Patients will be ineligible for this study if they meet any one of the following criteria:

- Aggressive multiple myeloma requiring immediate treatment as defined by:

- Lactate dehydrogenase (LDH) > 2 times ULN

- Presence of symptomatic extramedullary disease or central nervous system
involvement

- Hypercalcemia >11.5 mg/dl

- Acute worsening of renal function (CrCl < 30 ml/min) directly related to myeloma
relapse

- Any neurological emergency related to myeloma

- Clinical symptoms of hyperviscosity related to monoclonal protein

- Involved serum free light chain > 100 mg/dL (1000 mg/L) in the setting of prior
diagnosis of cast nephropathy

- Infection requiring systemic antibiotic therapy or other serious infection within 14
days of enrolment

- Known hypersensitivity or development of erythema nodosum if characterized by a
desquamating rash while taking thalidomide, lenalidomide, pomalidomide or similar
drug. Known allergy to any of the study medications, their analogues, or excipients in
the various formulations of the agents

- Prior Ixazomib/Pomalidomide/Dexamethasone combination therapy

- Pregnant or breast-feeding females

- Serious medical or psychiatric illness, active alcoholism, or drug addiction that may
hinder or confuse compliance, interfere in the completion of treatment per protocol,
or follow-up evaluation

- Active hepatitis A, B or C viral infection or known human immunodeficiency virus (HIV)
infection

- Concurrent symptomatic amyloidosis or plasma cell leukemia

- POEMS syndrome [plasma cell dyscrasia with polyneuropathy, organomegaly,
endocrinopathy, monoclonal protein (M-protein) and skin changes]

- Residual side effects to previous therapy > Grade 1 prior to initiation of therapy
(Alopecia any grade and/or neuropathy Grade 2 without pain are permitted)

- Prior allogeneic or ASCT within 12 weeks of initiation of therapy. Prior allogeneic
stem cell transplant with active graft-versus-host disease (GVHD)
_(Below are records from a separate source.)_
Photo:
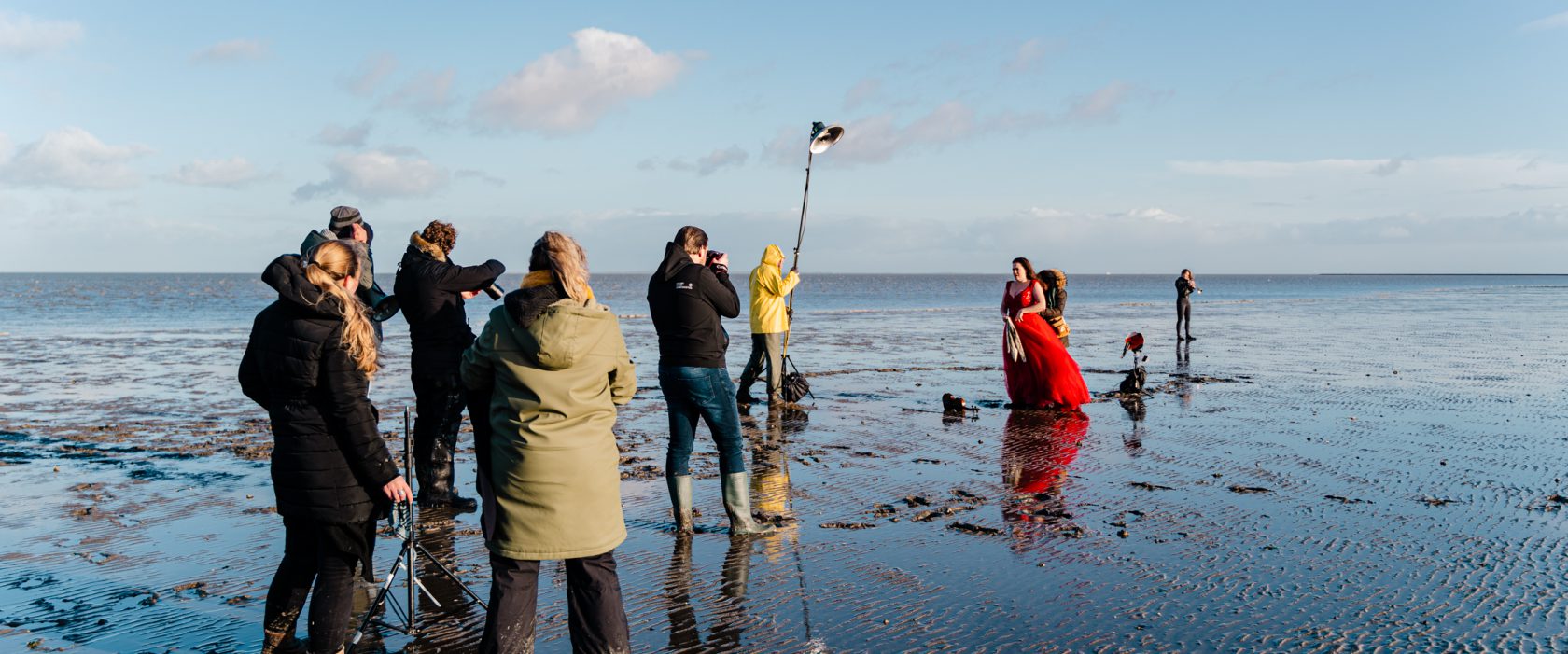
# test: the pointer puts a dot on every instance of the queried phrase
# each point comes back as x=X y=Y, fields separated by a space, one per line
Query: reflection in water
x=1037 y=449
x=1137 y=411
x=730 y=609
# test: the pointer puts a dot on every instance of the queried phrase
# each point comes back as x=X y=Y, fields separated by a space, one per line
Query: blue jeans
x=701 y=393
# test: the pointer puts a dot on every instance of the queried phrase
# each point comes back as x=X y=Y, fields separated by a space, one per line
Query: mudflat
x=1352 y=466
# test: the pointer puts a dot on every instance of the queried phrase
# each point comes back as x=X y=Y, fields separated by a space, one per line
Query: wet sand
x=1381 y=471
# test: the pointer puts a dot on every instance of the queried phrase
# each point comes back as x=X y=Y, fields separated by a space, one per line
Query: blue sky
x=1098 y=137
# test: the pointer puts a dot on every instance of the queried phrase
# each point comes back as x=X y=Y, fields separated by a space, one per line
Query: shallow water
x=1337 y=463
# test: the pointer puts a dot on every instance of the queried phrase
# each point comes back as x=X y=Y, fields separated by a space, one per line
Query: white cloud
x=22 y=35
x=73 y=159
x=1438 y=174
x=1551 y=22
x=569 y=90
x=1102 y=105
x=339 y=135
x=373 y=174
x=217 y=173
x=880 y=138
x=369 y=74
x=232 y=50
x=426 y=93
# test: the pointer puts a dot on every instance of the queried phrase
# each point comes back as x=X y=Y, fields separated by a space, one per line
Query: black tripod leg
x=378 y=603
x=451 y=575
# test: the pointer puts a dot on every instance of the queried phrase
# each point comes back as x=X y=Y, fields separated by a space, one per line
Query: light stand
x=822 y=137
x=405 y=522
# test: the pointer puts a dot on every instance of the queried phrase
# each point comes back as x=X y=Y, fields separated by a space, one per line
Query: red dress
x=1048 y=377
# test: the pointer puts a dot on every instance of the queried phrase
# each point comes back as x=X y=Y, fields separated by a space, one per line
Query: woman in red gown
x=1040 y=375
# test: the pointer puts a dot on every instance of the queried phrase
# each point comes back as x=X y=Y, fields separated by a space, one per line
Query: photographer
x=555 y=366
x=431 y=290
x=769 y=322
x=309 y=364
x=347 y=223
x=687 y=299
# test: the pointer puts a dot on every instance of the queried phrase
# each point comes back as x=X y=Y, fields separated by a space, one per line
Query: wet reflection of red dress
x=1037 y=449
x=1048 y=377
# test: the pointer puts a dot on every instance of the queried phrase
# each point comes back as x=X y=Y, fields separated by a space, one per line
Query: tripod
x=405 y=524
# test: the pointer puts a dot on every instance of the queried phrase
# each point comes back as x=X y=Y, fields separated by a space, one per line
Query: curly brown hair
x=441 y=234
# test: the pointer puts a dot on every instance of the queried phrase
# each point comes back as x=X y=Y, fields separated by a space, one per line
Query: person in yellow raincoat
x=769 y=324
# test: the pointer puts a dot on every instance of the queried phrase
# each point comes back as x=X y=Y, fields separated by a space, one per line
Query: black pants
x=440 y=400
x=593 y=605
x=311 y=557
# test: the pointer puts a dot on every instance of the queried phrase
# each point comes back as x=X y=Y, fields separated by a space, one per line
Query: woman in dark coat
x=309 y=364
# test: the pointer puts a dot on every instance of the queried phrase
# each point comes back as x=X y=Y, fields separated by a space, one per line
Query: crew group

- Prior experimental therapy within 14 days of protocol treatment or 5 half-lives of the
investigational drug, whichever is longer

- Prior anticancer therapy within 14 days of initiation of protocol therapy
(Dexamethasone/ 40mg/day) for a maximum of 4 days before screening is allowed

- Prior major surgical procedure or radiation therapy within 4 weeks of the initiation
of therapy (this does not include limited course of radiation used for management of
bone pain within 7 days of initiation of therapy).

- Known to have dysphagia, short-gut syndrome, gastroparesis, or other conditions that
limit the ingestion or Gastro Intestinal (GI) absorption of drugs administered orally

- Evidence of current uncontrolled cardiovascular conditions, including uncontrolled
hypertension, uncontrolled cardiac arrhythmias, symptomatic congestive heart failure,
unstable angina, or myocardial infarction within the past 6 months

- Other co-morbidity, which would interfere with patient's ability to participate in
trial or that confounds the ability to interpret data from the study

Sub-Protocol Exclusion Criteria:

Refer to each respective Sub Protocol for additional exclusion criteria.